The LLM call moves into the @Default method - the one that fires only when the engine found no match:

class TicketRouter(KnowledgeEngine[Ticket, Team]):

@Rule(
Ticket.subject.contains("billing", case_insensitive=True)
| Ticket.body.contains("invoice", case_insensitive=True)
)
def billing(self, ticket: Ticket) -> Team:
return Team.BILLING

@Rule(
Ticket.subject.contains("password", case_insensitive=True)
| Ticket.subject.contains("login", case_insensitive=True)
)
def auth(self, ticket: Ticket) -> Team:
return Team.AUTH

@Default
async def llm_fallback(self, ticket: Ticket) -> Team:
rules_schema = json.dumps(type(self).describe(), indent=2)
agent = Agent(
"openai:gpt-4o-mini",
output_type=Team,
system_prompt=(
"You only receive tickets that matched none of the deterministic rules.\n\n"
f"Existing rules:\n{rules_schema}"
),
)
result = await agent.run(f"Subject: {ticket.subject}\n\n{ticket.body}")
return result.output

Look at type(self).describe(). When the LLM receives the system prompt, it also receives the complete serialized schema of every rule that already exists in the engine. The model knows precisely which patterns have already been handled. It won't accidentally contradict an existing rule, because it can see what the rules are.

Without this, your LLM and your rules engine are two separate systems with no shared understanding.

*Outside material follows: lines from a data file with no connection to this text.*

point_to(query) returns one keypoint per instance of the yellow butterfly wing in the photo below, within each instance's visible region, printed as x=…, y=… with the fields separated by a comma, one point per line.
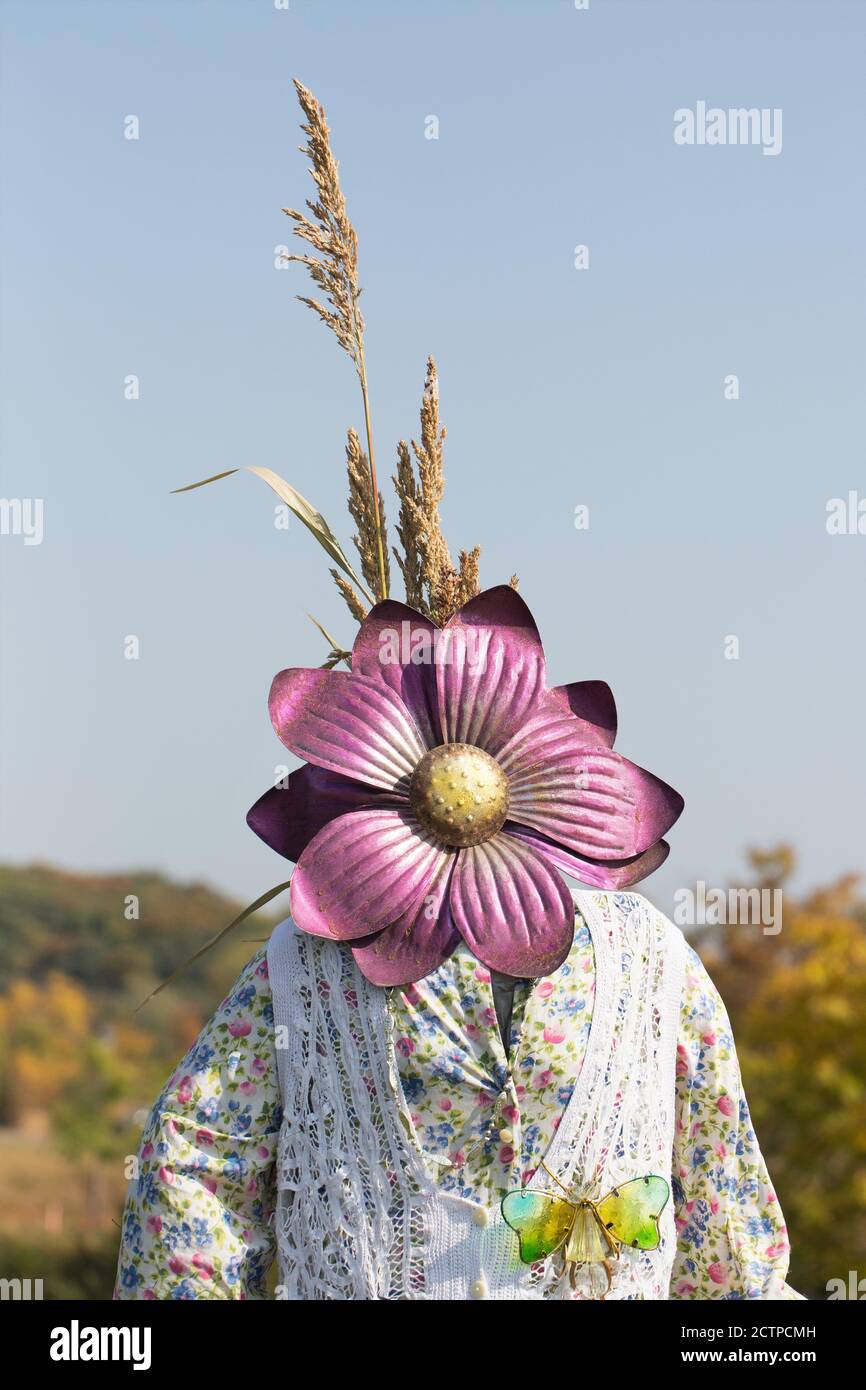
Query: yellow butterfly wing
x=631, y=1212
x=542, y=1222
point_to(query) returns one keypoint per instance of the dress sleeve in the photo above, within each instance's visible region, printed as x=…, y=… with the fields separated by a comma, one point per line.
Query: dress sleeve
x=731, y=1237
x=198, y=1221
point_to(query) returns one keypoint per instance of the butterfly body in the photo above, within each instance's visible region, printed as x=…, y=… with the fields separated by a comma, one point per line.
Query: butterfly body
x=587, y=1232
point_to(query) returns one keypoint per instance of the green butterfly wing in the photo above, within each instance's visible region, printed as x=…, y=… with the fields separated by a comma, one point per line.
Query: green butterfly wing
x=631, y=1212
x=541, y=1221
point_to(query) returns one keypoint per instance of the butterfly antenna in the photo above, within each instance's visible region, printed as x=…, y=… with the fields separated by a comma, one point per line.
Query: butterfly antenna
x=551, y=1173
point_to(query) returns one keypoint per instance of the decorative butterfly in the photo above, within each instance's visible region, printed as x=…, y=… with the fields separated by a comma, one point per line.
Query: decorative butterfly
x=587, y=1232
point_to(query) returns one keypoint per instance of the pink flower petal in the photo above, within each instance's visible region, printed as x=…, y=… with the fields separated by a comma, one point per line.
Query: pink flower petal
x=492, y=673
x=592, y=801
x=416, y=943
x=510, y=908
x=363, y=872
x=348, y=723
x=612, y=873
x=396, y=645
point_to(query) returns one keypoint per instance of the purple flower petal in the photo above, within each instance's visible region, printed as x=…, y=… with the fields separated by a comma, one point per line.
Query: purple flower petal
x=492, y=670
x=287, y=818
x=417, y=943
x=594, y=802
x=346, y=723
x=548, y=734
x=512, y=908
x=591, y=701
x=612, y=873
x=363, y=872
x=396, y=645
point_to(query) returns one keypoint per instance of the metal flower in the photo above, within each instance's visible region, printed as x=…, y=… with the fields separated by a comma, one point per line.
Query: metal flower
x=446, y=786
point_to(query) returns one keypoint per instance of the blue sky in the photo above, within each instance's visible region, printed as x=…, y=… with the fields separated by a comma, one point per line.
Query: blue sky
x=559, y=388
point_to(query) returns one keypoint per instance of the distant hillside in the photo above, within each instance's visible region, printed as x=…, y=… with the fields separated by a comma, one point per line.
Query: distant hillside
x=53, y=920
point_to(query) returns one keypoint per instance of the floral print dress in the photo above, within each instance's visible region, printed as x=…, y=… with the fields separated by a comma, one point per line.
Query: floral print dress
x=198, y=1221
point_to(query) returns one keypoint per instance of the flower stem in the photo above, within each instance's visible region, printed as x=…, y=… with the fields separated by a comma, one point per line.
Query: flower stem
x=374, y=489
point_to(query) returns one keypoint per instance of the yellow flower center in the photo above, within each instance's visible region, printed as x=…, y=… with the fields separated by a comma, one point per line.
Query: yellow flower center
x=459, y=794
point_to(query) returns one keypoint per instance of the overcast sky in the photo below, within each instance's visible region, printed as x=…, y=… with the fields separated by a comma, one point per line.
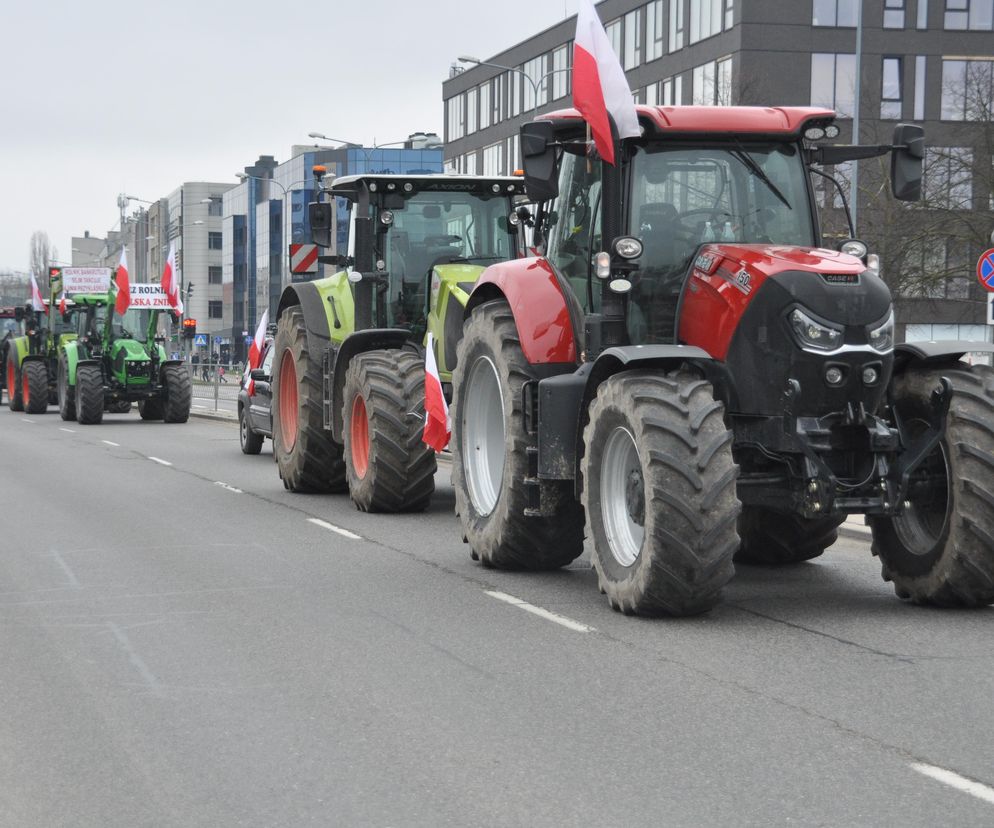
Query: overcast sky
x=104, y=97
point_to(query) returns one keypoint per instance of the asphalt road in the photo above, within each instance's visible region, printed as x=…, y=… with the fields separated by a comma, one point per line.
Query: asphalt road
x=183, y=645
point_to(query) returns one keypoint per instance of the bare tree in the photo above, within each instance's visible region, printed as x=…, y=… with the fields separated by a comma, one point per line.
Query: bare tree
x=43, y=253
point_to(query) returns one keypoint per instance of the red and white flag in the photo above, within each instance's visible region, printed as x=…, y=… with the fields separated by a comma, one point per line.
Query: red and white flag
x=123, y=301
x=255, y=352
x=600, y=87
x=170, y=280
x=37, y=303
x=438, y=424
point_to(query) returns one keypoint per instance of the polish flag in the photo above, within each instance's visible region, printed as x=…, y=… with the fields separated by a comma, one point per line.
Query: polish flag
x=438, y=424
x=600, y=88
x=170, y=281
x=255, y=352
x=123, y=301
x=37, y=303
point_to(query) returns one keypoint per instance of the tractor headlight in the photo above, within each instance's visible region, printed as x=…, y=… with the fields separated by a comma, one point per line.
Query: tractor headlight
x=882, y=337
x=812, y=334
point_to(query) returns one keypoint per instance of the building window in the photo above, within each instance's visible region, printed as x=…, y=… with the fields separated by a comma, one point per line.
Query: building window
x=890, y=93
x=833, y=82
x=894, y=14
x=676, y=25
x=967, y=90
x=840, y=13
x=561, y=85
x=633, y=39
x=655, y=33
x=970, y=14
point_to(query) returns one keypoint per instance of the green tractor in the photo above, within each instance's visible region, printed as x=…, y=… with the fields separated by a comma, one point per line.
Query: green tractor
x=349, y=370
x=116, y=360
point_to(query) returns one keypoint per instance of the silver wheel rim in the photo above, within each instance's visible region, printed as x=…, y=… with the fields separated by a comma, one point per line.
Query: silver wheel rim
x=622, y=487
x=483, y=436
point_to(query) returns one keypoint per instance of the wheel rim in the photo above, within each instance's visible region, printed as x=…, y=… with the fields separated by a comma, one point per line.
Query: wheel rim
x=288, y=401
x=922, y=525
x=483, y=436
x=359, y=437
x=622, y=497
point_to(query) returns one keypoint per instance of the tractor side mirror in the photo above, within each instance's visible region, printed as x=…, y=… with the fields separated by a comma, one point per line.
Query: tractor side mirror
x=906, y=162
x=322, y=222
x=538, y=153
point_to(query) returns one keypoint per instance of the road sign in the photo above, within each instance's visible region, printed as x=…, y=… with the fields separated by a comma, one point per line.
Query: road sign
x=985, y=269
x=303, y=258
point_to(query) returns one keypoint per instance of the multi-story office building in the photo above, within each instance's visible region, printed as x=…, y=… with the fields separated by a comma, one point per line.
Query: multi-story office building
x=267, y=212
x=924, y=61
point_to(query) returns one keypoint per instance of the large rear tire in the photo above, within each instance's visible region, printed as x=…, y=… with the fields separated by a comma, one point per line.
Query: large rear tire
x=490, y=453
x=15, y=400
x=67, y=392
x=775, y=538
x=308, y=459
x=89, y=395
x=390, y=469
x=34, y=387
x=179, y=393
x=940, y=550
x=659, y=492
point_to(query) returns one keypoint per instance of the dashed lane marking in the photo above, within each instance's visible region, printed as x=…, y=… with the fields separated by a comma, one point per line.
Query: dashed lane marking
x=954, y=780
x=345, y=533
x=548, y=615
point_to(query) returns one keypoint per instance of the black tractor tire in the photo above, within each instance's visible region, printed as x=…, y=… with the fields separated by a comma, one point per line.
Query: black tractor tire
x=490, y=454
x=89, y=395
x=250, y=441
x=66, y=392
x=940, y=549
x=150, y=409
x=34, y=387
x=179, y=393
x=659, y=493
x=309, y=460
x=773, y=538
x=389, y=467
x=15, y=400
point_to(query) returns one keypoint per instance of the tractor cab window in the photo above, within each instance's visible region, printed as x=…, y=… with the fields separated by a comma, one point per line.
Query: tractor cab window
x=574, y=225
x=683, y=197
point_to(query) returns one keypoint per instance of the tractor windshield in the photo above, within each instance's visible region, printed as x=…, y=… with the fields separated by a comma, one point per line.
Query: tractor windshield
x=437, y=228
x=682, y=197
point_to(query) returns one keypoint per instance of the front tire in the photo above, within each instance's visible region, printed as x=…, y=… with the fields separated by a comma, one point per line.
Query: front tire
x=389, y=467
x=67, y=392
x=940, y=550
x=89, y=395
x=659, y=492
x=308, y=459
x=179, y=393
x=34, y=379
x=776, y=538
x=490, y=453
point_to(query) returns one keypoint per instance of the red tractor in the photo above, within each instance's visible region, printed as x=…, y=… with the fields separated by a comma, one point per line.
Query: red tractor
x=687, y=378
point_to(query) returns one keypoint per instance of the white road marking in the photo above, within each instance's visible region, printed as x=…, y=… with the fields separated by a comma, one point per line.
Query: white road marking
x=554, y=617
x=954, y=780
x=345, y=533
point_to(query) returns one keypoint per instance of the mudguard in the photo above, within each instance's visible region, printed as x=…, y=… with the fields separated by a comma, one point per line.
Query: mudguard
x=540, y=308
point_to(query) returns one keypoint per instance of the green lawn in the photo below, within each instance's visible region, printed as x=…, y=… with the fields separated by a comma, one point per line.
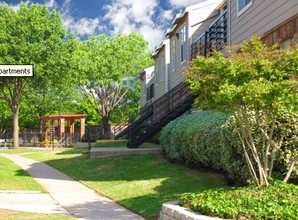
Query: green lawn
x=139, y=182
x=118, y=143
x=12, y=177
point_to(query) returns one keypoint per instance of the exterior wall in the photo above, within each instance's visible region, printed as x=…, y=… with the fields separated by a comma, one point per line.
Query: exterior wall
x=196, y=19
x=176, y=72
x=161, y=60
x=147, y=79
x=258, y=19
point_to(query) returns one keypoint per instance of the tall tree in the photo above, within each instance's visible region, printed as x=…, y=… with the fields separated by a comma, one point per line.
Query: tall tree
x=31, y=35
x=104, y=64
x=258, y=84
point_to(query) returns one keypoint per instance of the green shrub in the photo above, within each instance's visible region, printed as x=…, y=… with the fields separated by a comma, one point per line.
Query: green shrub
x=209, y=138
x=278, y=201
x=199, y=139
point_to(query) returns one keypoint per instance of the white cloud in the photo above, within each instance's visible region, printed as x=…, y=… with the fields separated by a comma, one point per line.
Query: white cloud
x=184, y=3
x=126, y=16
x=51, y=4
x=81, y=27
x=15, y=7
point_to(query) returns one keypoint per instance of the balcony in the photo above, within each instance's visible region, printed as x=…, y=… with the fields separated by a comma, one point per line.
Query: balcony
x=199, y=47
x=214, y=39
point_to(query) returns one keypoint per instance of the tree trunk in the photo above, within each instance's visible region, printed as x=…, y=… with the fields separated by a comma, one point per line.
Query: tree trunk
x=107, y=134
x=15, y=118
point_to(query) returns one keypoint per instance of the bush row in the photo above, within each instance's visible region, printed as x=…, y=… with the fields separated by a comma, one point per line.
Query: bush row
x=206, y=138
x=199, y=139
x=278, y=201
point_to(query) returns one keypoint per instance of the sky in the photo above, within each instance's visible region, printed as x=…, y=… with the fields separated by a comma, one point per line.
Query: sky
x=85, y=18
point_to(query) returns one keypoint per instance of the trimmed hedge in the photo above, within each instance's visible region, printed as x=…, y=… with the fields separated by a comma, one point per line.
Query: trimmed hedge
x=278, y=201
x=199, y=139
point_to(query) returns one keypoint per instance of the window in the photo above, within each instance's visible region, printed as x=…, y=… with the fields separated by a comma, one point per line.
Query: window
x=183, y=44
x=173, y=45
x=150, y=92
x=243, y=5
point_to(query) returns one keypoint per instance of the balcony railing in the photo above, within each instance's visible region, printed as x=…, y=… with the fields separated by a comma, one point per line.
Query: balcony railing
x=213, y=39
x=199, y=47
x=218, y=32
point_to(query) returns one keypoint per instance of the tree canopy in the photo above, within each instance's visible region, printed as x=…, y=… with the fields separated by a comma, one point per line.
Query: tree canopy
x=257, y=84
x=31, y=35
x=106, y=65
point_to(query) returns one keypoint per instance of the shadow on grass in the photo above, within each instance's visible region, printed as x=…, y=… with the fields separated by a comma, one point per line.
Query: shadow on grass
x=139, y=182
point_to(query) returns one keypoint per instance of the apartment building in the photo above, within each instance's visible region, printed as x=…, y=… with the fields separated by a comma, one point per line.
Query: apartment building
x=196, y=31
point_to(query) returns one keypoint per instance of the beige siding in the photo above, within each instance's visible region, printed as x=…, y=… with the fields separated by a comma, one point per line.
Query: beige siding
x=147, y=80
x=197, y=19
x=262, y=16
x=160, y=72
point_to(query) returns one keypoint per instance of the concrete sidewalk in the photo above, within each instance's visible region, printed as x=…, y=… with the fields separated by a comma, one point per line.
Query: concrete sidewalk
x=77, y=199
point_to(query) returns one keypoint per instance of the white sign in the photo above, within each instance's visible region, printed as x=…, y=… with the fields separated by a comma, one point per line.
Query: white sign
x=16, y=70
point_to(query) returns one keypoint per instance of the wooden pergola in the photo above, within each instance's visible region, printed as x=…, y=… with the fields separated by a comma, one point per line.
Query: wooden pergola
x=64, y=121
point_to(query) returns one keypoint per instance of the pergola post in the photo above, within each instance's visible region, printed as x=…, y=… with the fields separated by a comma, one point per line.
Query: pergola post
x=61, y=128
x=82, y=128
x=62, y=120
x=43, y=129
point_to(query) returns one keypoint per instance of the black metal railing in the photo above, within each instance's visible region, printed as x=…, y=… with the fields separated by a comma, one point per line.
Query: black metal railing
x=217, y=33
x=200, y=45
x=151, y=119
x=213, y=39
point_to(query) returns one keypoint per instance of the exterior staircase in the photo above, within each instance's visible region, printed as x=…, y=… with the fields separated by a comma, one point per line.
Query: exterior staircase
x=156, y=115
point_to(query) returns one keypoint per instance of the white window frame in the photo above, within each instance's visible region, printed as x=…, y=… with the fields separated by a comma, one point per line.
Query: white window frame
x=174, y=53
x=183, y=39
x=242, y=10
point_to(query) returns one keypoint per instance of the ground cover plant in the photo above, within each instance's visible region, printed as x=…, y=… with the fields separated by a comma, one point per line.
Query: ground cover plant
x=278, y=201
x=148, y=180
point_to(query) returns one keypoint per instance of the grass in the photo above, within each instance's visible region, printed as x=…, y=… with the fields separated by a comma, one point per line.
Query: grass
x=139, y=182
x=118, y=143
x=12, y=177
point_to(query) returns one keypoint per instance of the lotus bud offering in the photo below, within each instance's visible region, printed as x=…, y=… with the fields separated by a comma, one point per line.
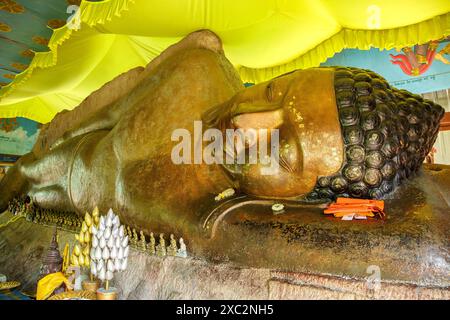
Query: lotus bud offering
x=110, y=247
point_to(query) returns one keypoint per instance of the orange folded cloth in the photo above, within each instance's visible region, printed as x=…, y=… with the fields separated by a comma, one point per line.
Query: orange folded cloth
x=360, y=207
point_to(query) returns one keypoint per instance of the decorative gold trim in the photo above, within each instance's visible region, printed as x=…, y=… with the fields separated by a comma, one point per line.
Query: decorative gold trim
x=81, y=294
x=9, y=285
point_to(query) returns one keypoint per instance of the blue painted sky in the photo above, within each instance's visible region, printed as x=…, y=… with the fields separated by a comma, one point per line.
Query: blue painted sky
x=437, y=77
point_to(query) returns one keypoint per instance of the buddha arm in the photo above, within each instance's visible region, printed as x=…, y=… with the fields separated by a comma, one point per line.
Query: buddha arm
x=105, y=119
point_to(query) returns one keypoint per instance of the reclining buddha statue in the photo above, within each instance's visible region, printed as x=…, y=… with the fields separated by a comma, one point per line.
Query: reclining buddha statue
x=343, y=132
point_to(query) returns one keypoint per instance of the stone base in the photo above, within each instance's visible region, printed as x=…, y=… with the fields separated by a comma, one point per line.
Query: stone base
x=23, y=244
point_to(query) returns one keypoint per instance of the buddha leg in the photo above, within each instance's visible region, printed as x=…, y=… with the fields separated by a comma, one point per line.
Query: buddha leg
x=13, y=183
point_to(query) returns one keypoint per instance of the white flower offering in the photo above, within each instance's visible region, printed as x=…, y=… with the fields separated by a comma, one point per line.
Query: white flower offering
x=109, y=251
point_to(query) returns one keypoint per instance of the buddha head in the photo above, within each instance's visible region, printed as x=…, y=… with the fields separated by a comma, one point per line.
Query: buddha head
x=341, y=132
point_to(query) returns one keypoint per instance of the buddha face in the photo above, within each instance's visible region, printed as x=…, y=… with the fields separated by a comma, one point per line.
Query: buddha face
x=301, y=106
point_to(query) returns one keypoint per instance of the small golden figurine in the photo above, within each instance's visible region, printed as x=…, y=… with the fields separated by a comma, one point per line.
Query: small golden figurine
x=142, y=243
x=134, y=239
x=151, y=247
x=129, y=233
x=161, y=247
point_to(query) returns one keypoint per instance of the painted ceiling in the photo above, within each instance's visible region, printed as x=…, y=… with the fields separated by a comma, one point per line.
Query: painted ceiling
x=47, y=66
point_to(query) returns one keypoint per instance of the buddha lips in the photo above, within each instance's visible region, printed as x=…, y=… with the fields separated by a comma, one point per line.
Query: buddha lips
x=357, y=207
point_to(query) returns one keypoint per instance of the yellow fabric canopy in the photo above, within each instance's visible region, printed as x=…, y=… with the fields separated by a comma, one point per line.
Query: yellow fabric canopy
x=262, y=38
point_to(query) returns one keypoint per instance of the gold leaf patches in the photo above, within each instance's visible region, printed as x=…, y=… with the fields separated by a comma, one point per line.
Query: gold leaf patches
x=4, y=27
x=11, y=6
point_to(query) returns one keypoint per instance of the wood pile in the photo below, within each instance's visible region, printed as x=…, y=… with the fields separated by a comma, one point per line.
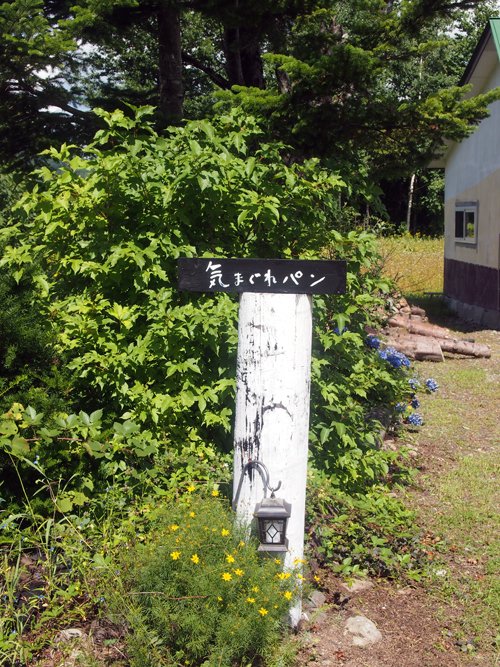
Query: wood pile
x=410, y=332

With it, they're one coherent pipeline.

The iterative loop

Once this is running, your @Default hits are a roadmap:

  1. Observe - track which inputs are hitting the LLM
  2. Analyze - cluster the default facts by field values and patterns
  3. Add rules - write a new @Rule for each pattern you can enumerate
  4. Repeat - default rate drops, token spend drops, latency drops

The LLM trains the rules engine. Every correct LLM classification is signal for a new rule. Over time, the engine handles more and more of the traffic - the LLM handles less and less, and stays reserved for inputs that genuinely benefit from its reasoning.

Optimizing LLM cost and latency isn't just about choosing smaller models or caching responses. It's about being intentional with what you send to the LLM in the first place. The pattern is simple: rules for what you know, LLM for what you don't.